We produced multiple protein sequence alignments of 13 homeodomains (Figure 2.6.1.3) selected from SCOP 1.71 using a multiple structure alignment tool, MUSTANG [145]. These domains were ranked by z-scores calculated by using our scoring method and the sequence of 1B8I-A as the query. According to z-scores, these 13 domains can be roughly divided into two groups, including the Ubx-like homeodomain colored in blue (e.g. PDB entry 9ANT-A (12.77), 1AHD-P (12.19), and 1SAN (11.96)) and the Oct-1 POU homeodomain colored in red (e.g. PDB entry 1E3O-C1 (6.40), 1GT0-C1 (6.38), and 1O4X-A1 (4.40)). Figure 2.6.1.3 shows that all Ubx-like homeodomains are significantly more conserved than Oct-1 POU homeodomains on contact residues (green). The Ubx homeodomain binds together with the extradenticle homeodomain (Exd) to recognize four DNA bases (ATAA) [138] based on four residues that are Ile47, Gln50, Asn51, and Met54, locating at α3 helix in the Ubx (gray columns in Figure 2.6.1.3). The z-scores of the domains are higher if they are conserved on these four residues, such as three antennapedia homeodomains and two homeobox protein

hox. These results show that contact residues interacting with bases in the DNA sequences are often conserved. This result is consistent to previous results [146] in which the homeodomain family was considered as a multi-specific family that consists of some subfamilies. This work concluded that members in the same subfamily bind DNA specifically but the members in different subfamilies recognize different DNA targets. In summary, we demonstrated the conservation of DNA-contact residues in DNA-binding domains.

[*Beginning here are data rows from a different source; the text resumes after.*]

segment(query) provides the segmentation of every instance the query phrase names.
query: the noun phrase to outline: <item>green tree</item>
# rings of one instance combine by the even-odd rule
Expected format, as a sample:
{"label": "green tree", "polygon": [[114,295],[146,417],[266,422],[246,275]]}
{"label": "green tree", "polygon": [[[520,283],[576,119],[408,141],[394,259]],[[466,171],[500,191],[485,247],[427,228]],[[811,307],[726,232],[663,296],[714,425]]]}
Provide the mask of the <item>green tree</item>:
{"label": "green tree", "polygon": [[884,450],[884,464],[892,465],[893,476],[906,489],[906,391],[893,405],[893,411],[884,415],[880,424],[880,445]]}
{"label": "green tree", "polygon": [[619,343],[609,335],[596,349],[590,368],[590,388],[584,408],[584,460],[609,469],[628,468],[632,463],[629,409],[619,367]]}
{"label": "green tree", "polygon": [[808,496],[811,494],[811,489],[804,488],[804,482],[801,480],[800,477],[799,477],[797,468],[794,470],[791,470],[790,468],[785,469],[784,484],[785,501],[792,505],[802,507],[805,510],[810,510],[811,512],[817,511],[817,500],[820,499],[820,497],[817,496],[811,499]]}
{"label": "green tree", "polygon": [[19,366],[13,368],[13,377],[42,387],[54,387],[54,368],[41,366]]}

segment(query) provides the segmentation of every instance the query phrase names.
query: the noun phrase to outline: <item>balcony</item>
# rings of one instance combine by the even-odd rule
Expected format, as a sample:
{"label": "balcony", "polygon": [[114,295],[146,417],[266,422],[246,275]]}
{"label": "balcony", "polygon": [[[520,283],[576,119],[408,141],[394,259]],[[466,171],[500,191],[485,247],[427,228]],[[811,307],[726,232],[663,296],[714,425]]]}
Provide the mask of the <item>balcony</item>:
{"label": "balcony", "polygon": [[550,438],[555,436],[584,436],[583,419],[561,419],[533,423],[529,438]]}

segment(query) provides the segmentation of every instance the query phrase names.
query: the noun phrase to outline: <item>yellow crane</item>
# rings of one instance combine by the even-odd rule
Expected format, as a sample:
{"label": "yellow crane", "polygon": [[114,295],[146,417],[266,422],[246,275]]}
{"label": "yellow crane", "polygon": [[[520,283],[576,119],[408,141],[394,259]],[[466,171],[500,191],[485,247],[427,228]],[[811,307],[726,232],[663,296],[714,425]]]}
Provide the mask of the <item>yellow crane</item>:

Figure 2.6.1.3. Multiple structure alignment of 13 homeodomain structures. The domains with similar DNA-binding specificities with 1B8I-A are shown in blue and others are red. The contact residues of 1B8I-A are marked green. The contact residues interacting to the bases of the core binding site in the DNA (ATAA) major groove are indicated gray.